Barclays – UK Surprise: GBP lustre lost
Likely slim coalition government raises Brexit risks; we cut GBP longs vs EUR and AUD
· UK leadership uncertainty to raise near-term GBP volatility with downside skew.
· Medium-term GBP appreciation still likely, but tail risks of worst-case, no-deal Brexit have risen.
· Our forecasts are under review and we close GBP long recommendations (vs EUR and AUD).
The Conservatives’ gamble on an early election with a huge poll lead appears to have imploded with negative consequences for GBP as tail risks of a disorderly Brexit have risen. Based on BBC projections, the Conservatives appear to have fallen just short of a majority in the UK parliament, though a slim coalition majority with the Democratic Unionist Party (DUP) of Northern Ireland appears feasible. The key implications of these results, if validated in the final count, are increased uncertainty over the leadership of the UK and a higher, though still likely low, risk of a worst-case, no-deal exit by the UK from the EU. While we continue to see GBP as undervalued and remain broadly positive on it in the medium term, we expect greater near-term volatility skewed to the downside as a likely leadership battle is sorted out in coming months. We, thus, place our GBP forecasts under review and close our two outstanding long GBP recommendations, EURGBP for a loss of 0.83% (entry 0.8710, exit 0.8783) and GBPAUD for a gain of 5.84% (entry 1.6000, exit 1.6935).

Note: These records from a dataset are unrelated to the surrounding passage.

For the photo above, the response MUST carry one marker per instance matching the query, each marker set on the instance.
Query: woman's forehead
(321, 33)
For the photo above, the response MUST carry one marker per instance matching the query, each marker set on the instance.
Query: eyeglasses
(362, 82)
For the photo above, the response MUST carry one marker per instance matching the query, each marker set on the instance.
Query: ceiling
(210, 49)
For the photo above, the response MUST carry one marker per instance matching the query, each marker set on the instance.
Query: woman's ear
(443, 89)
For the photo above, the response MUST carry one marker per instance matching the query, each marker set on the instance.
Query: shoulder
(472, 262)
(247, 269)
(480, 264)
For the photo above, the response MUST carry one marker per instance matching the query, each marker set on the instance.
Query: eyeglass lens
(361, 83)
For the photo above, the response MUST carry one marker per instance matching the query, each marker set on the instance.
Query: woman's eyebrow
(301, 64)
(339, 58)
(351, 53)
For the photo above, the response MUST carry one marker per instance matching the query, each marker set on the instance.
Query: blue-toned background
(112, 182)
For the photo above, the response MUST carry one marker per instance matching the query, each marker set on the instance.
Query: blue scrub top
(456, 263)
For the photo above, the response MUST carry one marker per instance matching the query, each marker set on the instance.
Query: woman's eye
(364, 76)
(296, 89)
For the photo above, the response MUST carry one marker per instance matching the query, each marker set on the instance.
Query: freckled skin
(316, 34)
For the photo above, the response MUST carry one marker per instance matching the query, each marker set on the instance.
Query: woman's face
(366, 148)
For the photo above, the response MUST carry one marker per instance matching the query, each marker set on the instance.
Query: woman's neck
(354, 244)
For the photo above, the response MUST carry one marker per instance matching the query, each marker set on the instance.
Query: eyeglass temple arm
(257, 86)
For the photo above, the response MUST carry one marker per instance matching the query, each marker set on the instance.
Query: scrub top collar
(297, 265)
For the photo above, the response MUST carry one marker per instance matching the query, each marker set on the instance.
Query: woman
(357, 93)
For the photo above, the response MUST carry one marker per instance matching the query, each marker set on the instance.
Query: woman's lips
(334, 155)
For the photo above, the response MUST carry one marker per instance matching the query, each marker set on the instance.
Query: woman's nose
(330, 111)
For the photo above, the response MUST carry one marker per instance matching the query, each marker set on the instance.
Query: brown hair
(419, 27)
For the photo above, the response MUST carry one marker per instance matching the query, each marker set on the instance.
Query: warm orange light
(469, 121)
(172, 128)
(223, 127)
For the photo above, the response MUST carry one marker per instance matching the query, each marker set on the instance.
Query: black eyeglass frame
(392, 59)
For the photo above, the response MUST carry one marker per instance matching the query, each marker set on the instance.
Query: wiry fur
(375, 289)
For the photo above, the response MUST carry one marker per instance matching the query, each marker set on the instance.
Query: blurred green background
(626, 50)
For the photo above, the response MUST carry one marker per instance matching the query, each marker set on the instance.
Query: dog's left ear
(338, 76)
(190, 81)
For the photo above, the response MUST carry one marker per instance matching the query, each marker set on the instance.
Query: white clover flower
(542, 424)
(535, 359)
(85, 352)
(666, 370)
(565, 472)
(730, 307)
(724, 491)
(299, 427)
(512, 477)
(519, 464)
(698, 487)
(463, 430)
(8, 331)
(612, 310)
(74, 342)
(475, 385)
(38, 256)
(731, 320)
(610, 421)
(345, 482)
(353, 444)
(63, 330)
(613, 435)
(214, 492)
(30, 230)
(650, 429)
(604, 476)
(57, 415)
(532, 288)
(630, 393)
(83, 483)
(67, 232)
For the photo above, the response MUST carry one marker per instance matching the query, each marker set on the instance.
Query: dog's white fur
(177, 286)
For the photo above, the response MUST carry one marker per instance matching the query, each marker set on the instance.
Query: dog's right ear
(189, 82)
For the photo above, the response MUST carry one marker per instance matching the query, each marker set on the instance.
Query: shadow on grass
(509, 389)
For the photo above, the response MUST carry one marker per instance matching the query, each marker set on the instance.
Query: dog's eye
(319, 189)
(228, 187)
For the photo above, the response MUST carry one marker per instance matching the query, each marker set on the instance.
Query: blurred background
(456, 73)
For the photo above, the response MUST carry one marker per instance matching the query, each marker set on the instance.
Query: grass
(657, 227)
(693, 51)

Further preliminary thoughts on the implications of the election:
· PM May almost surely out, but no clarity on replacement for weeks or months: The political gamble by Theresa May likely implies her exit as Prime Minister and Tory leader, perhaps as early as today. There is no clear successor among the Conservatives, and historically, new Conservative leaders have been surprise candidates. Prime Minister May likely would stay on as a caretaker while any possible leadership contest is determined.
· A50 clock still ticking, raising the risks of a Brexit “crash out”: There is unlikely to be any delay in the Brexit timetable as that would require unanimous consent of remaining EU members. Hence, the Tories’ likely leadership contest will eat into valuable negotiating time before the March 2019 exit. Further, any new leadership will need time to articulate and implement a negotiation strategy. Additionally, as we pointed out in The Coq, the Lion and the Elephant, 4 May 2017, confidence plays a key role in successful negotiation; any new Tory leader will have to be chastened by today’s results. Jointly, these raise the risks of an exit from the EU without a deal, a “disorderly Brexit” that represents the worst case Brexit scenario. While we continue to believe that remains a low likelihood, there is no question the risks have risen and that GBP should reflect that through a lower expected path.

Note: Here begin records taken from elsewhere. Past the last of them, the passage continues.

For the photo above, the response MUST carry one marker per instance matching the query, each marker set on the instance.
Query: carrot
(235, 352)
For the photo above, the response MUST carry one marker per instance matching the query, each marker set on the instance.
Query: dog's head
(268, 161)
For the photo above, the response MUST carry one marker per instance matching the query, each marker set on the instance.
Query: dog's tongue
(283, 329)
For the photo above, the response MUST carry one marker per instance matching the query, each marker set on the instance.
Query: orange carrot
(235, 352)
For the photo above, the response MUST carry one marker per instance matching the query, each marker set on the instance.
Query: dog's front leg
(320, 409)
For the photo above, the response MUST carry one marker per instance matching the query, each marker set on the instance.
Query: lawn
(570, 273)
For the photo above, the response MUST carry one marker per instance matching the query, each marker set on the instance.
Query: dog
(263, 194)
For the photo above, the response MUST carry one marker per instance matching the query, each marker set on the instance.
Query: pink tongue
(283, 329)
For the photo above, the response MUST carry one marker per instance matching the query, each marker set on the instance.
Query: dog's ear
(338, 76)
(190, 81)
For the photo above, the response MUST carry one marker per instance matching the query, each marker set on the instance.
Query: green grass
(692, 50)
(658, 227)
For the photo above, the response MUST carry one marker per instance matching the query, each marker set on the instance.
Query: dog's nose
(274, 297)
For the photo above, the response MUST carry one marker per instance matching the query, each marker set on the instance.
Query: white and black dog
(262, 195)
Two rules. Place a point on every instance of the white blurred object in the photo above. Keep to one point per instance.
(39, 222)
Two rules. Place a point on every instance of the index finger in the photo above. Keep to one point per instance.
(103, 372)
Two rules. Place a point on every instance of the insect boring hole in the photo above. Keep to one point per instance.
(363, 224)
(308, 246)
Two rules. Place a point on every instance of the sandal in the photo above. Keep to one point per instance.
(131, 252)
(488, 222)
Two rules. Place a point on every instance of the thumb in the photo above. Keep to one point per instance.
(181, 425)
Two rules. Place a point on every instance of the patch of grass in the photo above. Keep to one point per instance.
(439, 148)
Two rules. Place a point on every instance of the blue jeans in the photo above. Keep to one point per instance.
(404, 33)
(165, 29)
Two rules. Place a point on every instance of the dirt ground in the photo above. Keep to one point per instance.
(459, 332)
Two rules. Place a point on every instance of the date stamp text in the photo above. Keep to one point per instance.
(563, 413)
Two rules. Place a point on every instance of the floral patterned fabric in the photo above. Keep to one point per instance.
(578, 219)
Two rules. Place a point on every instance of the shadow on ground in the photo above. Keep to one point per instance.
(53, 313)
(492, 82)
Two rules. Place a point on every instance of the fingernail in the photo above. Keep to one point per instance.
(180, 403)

· Scottish referendum off the table: The biggest loser of the night was the Scottish National Party (SNP), which campaigned in large part on demands for a second independence referendum. The SNP is projected to have lost a staggering 21 of 56 seats previously held and its share of the total vote fell nearly 40%. On the margin, this represents a GBP positive.
· “Soft” Brexit still unlikely: Labour was the biggest gainer of the election, not “soft” Brexit. The only two parties campaigning on a platform of a “soft” Brexit were the Liberal Democrats (LD) and the SNP, and both saw a decline in their national vote share (although the LD picked up a handful of new seats). The DUP also favours Brexit and is unlikely to challenge the Conservatives on Brexit strategy.

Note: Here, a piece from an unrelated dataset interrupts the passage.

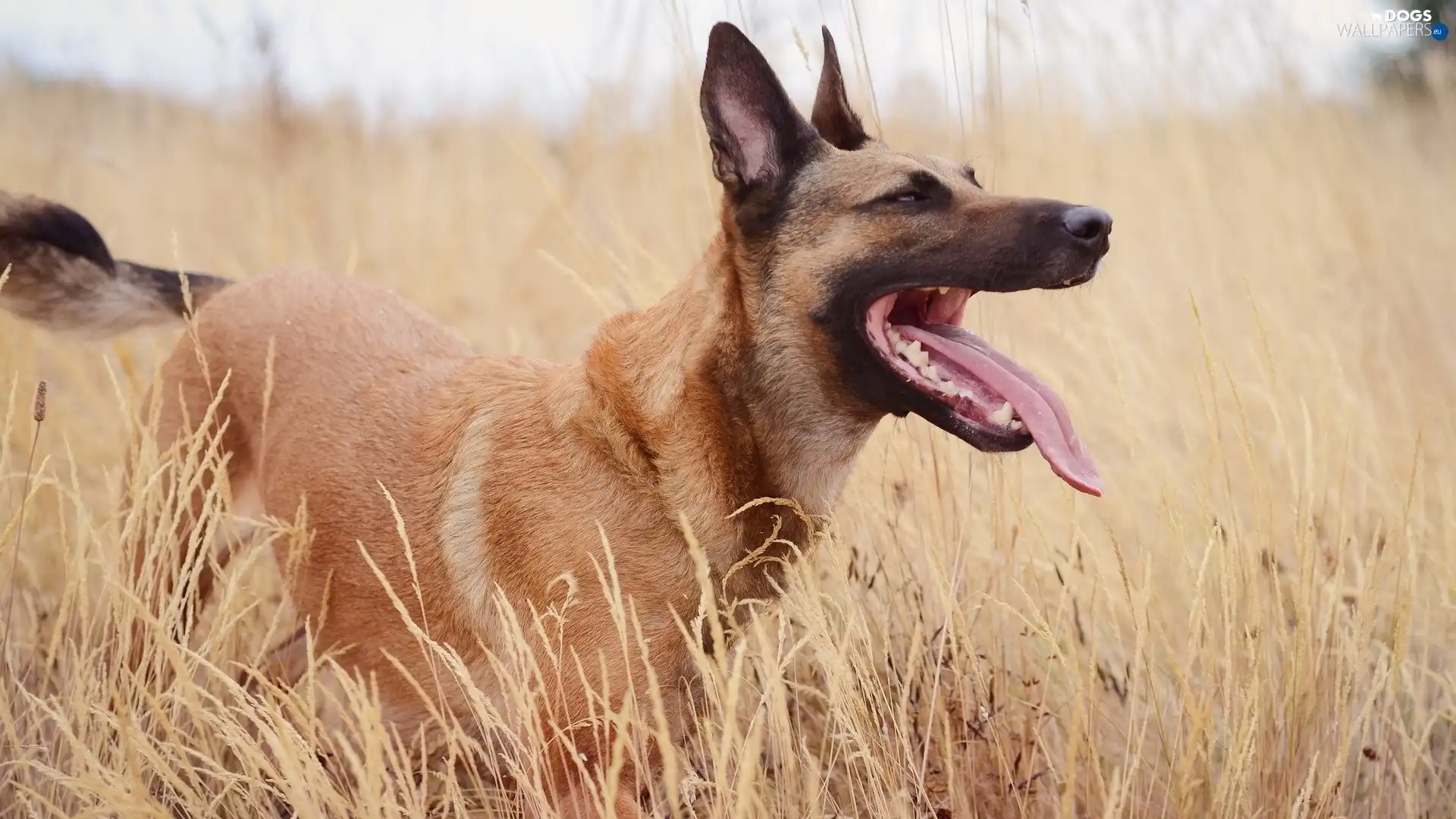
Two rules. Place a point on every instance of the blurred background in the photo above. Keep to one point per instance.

· Fiscal austerity takes a back seat: Labour’s large gains, particularly relative to the Conservatives, will call into question support for fiscal policy, though as we noted in UK 2017 General Election: Risks priced conservatively, 2 June 2017, Brexit almost surely would dominate the domestic agenda, and a slim coalition government only increases the likelihood of little domestic agenda progress.